V60 a Kalita
- wojtekpiotrkopacz
- 4 gru 2020
- 2 minut(y) czytania
Zaktualizowano: 15 gru 2020
Wielu miłośników parzenia kawy w domu oraz kawiarnianych bywalców szybciej czy później zadaje sobie pytanie:
„Czym różni się V60 od Kality?”
Można by powiedzieć, że wszystkim. Kształtem zewnętrznym i wewnętrznym, rowkowaniem na ścianach, podstawą sączka czy kształtem i wykonaniem filtra.
No dobrze, a jak to wpływa na smak kawy?
Czym więc różnią się napary uzyskane podczas parzenia tymi dwoma metodami?
Paradoksalnie, praktycznie niczym.
Faktycznie, można opisać pewne różnice w detalach, jednak dla przeciętnego spijaczka kawy nie są one tak wyraźne i oczywiste.
Nie będę zmyślał, że różnice są ogromne. Nie będę też kłamał, że ich nie ma. Są.
Barista spytany najczęściej odpowie, że kawa zaparzona w Kalicie Wave będzie ciemniejsza/cięższa w smaku, a ta z V60, popularnie w Polsce (szczególnie w Małopolsce) zwanego dripem, będzie lżejsza i delikatniejsza.

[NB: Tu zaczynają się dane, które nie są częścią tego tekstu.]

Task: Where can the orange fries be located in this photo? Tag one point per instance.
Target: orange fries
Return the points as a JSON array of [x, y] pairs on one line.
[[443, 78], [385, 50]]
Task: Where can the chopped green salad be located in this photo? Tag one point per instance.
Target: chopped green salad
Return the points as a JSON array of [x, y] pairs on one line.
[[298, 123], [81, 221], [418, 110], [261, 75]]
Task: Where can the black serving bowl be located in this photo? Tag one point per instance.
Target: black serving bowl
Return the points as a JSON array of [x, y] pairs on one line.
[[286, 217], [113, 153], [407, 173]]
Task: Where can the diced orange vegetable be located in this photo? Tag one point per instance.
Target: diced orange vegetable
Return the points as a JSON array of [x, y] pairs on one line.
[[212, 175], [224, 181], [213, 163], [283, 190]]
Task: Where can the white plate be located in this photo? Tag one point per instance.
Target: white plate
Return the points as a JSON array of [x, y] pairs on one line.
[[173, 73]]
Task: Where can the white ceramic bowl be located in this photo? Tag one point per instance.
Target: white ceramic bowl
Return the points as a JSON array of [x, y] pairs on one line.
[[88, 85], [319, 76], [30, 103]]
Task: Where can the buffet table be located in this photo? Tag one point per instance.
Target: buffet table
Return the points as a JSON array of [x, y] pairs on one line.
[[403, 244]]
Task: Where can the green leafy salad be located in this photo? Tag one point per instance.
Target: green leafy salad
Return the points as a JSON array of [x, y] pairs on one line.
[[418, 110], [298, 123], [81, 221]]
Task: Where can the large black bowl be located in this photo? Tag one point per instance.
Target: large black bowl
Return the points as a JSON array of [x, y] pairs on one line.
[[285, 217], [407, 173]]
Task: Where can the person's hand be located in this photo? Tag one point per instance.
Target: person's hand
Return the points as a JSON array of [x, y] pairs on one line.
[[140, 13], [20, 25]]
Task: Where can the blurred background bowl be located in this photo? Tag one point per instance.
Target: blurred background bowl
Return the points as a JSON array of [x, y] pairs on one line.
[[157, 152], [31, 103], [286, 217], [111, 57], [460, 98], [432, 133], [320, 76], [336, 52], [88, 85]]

Swoją drogą nazywanie V60 dripem, jest tym czym nazywanie każdych butów sportowych i codziennych Adidasami. Mało to trafne, a dla Nike czy Reebok nawet bolesne. Tutaj wręcz umniejszamy temu urządzeniu.
V60 to V60. Koniec i basta!
Ich znikomą różnicę potwierdzono naukowo, co więcej badania nadal są kontynuowane (odsyłam do pełnego artykułu). Uniwersytecie Kalifornijskim zostało przeprowadzone doświadczenie przez profesorów Williama D. Ristenparta i Jean-Xaviera Guinarda, wspierane przez SCA (Specialty Coffee Association), pokazują niejednoznaczność.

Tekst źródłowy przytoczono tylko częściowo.